Actually, as it turns out, Fort Worth soccer fans do have a team in the knockout stages. In fact, after Saturday’s World Cup quarterfinals concluded, Cowtowners had the opportunity to see the Fort Worth Vaqueros host the Brownsville FC Coyotes at Farrington Field. They even played the American national anthem before the game.
If you attended, you’d have watched the two squads play on a pitch adorned with American football markings as opposed to a shiny custom-built Russian facility. You’d have seen a Brownsville team with nobody on the subs bench. And you wouldn’t have recognized names you’d heard on Fox Sports or ESPN.
But you would have seen some skillful young players. You’d have seen the Vaqueros compete hard, giving an effort befitting a knockout-stage match. And you’d have seen the home side emerge with a 5-0 win.
They won’t get another home game in these NPSL Lone Star Conference Playoffs. As the fourth seed, they’ll need to win twice on the road if they’re to convert Saturday’s first ever playoff win into a first championship. If they play as well as they did Saturday, they’ll have a chance. They’ve beaten and tied second-seeded Midland this season and lost a tight regular season game 1-0 at top-seeded Laredo. They’re focused on getting good results. As Jamie Lovegrove, who scored a pair of goals against Brownsville, said, “It’s playoff time. It’s win or go home.”
Of course, like most soccer devotees, Lovegrove paid attention to more than just the Vaqueros’ contest this weekend. He hails from Crawley, England, and enjoyed seeing his national side defeat Sweden to move into the World Cup semis.

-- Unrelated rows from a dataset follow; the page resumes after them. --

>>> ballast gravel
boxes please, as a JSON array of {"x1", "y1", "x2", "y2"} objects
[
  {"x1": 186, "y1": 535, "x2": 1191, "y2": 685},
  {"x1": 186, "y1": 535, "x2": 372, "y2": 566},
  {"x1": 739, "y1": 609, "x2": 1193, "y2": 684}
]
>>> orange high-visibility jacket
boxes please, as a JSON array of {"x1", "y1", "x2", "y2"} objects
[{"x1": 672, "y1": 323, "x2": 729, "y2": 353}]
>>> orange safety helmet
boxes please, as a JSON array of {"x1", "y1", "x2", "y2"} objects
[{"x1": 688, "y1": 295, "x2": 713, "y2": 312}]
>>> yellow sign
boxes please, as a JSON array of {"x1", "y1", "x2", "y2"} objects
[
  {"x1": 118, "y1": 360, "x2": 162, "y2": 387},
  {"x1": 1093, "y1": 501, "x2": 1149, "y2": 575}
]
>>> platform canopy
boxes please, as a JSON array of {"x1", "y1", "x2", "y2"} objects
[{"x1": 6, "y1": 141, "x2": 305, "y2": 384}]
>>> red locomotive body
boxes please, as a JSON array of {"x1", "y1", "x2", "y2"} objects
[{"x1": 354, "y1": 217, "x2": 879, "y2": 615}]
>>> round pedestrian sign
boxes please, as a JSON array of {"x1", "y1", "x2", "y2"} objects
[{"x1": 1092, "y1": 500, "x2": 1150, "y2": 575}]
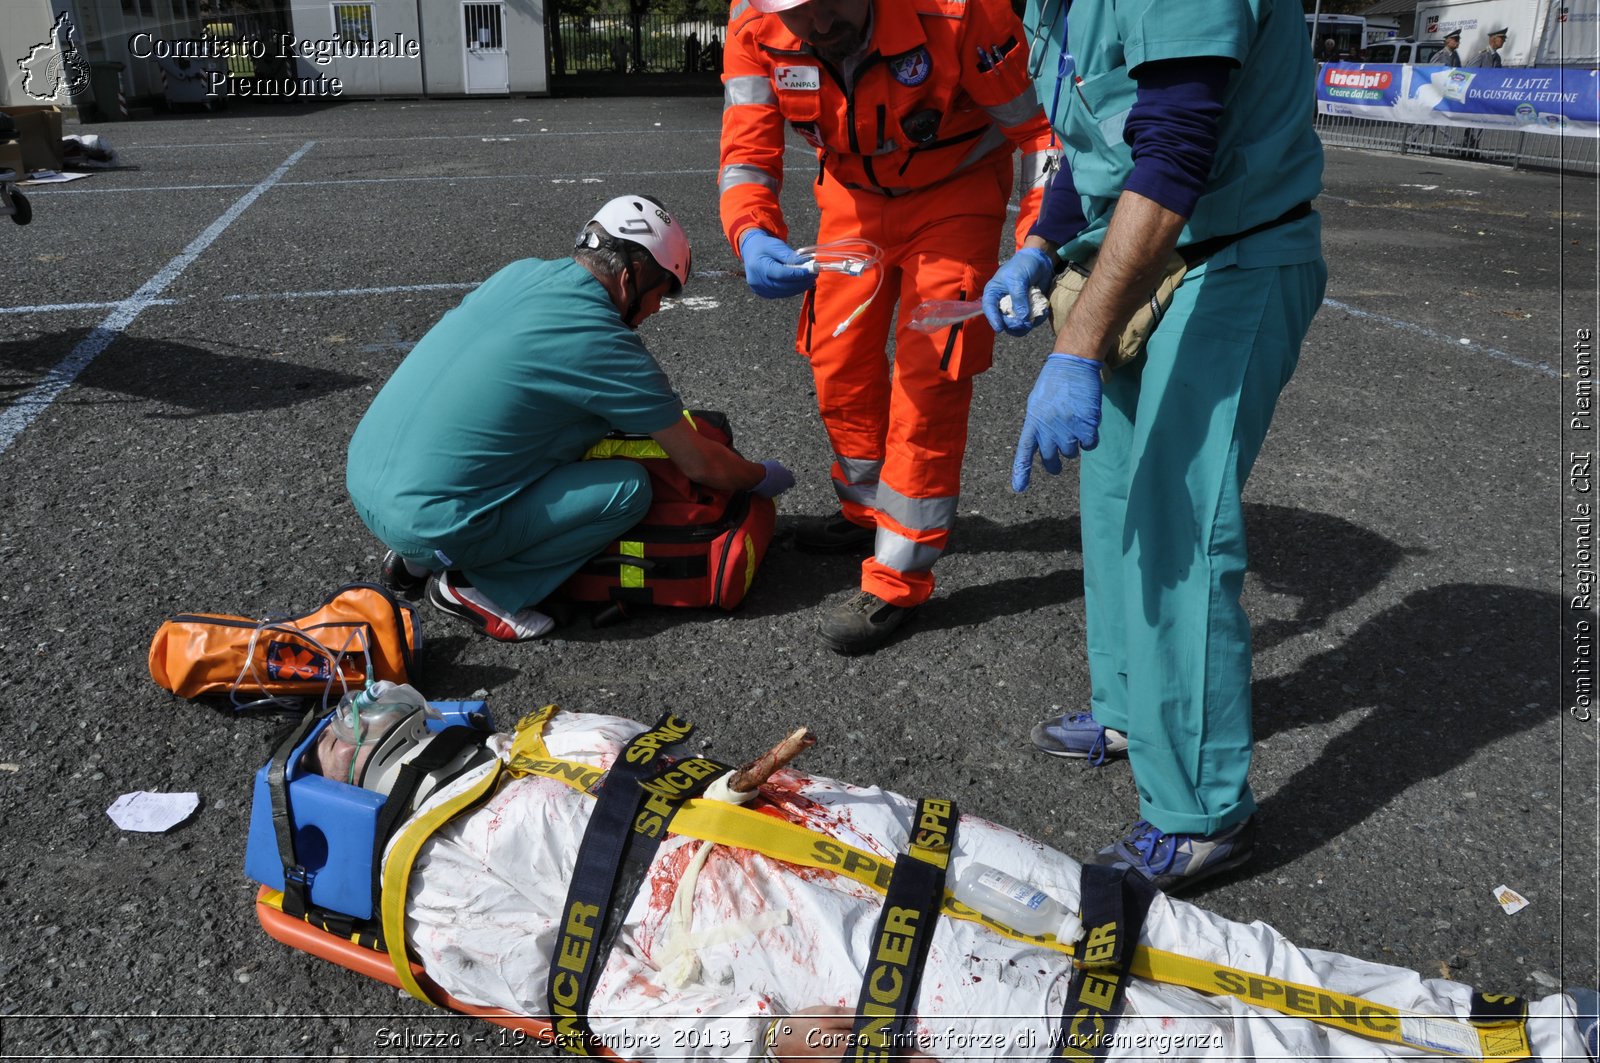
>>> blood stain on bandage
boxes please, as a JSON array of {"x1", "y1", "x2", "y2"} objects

He hopes for a repeat this coming Wednesday, when England’s match will again precede his own.
American soccer fans don’t have that option because the USA didn’t qualify for the World Cup. But if you live in Fort Worth and you’re sports-minded, you can always adopt the Vaqueros. They’re your team, and they’ll become even more homegrown as the fifth-year franchise matures. They’ve started an academy and will feed local players through their system. And you won’t have to wait another four years for them to (hopefully) play for a title.